Itinerário V

Uma cidade como outra, desperto-me na partitura dos sons quando chego sem saber qual a importância do destino. Onde estou talvez um outro de mim não tenha sentido o mesmo numa hora em que as veias correm pelos pulsos. Vi aquela orla nublada do sonho

ao cair da noite,

numa distância à varanda do mar. Lhe disse que mais a sul a luz ficava exacta para olhar as sombras venosas caídas em arcos de qualquer voz anónima. Aqueles que vão até ao fundo da névoa comprar o vácuo.
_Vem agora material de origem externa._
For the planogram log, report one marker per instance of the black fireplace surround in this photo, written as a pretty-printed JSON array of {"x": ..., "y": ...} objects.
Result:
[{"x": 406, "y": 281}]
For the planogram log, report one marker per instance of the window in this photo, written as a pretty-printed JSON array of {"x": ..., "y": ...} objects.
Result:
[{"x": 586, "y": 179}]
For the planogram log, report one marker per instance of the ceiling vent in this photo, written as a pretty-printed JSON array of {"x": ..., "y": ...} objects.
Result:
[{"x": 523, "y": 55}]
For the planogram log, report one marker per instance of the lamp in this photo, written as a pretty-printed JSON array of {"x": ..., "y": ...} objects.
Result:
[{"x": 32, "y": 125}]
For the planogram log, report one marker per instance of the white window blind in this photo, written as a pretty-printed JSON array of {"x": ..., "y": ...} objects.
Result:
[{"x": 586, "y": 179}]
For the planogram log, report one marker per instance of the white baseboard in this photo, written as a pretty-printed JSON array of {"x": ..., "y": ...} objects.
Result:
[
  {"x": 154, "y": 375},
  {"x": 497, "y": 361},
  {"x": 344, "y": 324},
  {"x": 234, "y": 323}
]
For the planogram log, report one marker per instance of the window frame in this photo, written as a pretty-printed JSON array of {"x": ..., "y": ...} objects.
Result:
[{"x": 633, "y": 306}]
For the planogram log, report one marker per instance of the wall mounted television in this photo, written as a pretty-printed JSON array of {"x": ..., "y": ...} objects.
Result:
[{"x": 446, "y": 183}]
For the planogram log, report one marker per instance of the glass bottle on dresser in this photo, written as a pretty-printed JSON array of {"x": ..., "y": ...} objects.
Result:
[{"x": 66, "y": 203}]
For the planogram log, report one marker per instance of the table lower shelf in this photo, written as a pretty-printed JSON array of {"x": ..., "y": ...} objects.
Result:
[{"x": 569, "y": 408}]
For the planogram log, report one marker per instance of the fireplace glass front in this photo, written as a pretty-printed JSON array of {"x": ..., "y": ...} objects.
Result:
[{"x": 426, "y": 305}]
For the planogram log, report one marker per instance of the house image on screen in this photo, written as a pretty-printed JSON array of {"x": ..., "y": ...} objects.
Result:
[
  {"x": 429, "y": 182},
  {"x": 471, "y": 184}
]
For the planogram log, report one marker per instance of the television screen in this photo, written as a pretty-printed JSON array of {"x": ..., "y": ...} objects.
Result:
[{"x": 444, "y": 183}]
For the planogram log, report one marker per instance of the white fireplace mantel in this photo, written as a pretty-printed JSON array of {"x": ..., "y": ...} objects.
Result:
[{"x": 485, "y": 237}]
Eu vou por uma avenida invisível com o teu nome, nenhum apontamento me interessa por que esquecer ao cair da noite

me reflecte nos vidros da memória uma manhã possível. Mas agora é o momento de não saber deste lugar, apenas um passo mais lento paralelo aos muros, o cone esguio das árvores de ninguém que desliza pelo silêncio verídico da marginal. Uma noite assim. Os reflexos verdes do mar que existem no amplexo do corpo,

como os ombros por tocar ao descer lentamente as alças. Lembra-me de um outro dia próximo onde estamos num hotel com néones cintilantes à espera de uma bebida no bar, os dedos móveis nas hélices do desejo, o rosto em diagonal para beijar os lábios. E nenhuma palavra nesse instante, nenhum sentido em qualquer frase, a boca

poisada na boca absoluta do nosso silêncio. A noite assim. Correndo entre a paisagem estreme das veias. Sentir que o corpo se une numa vertigem.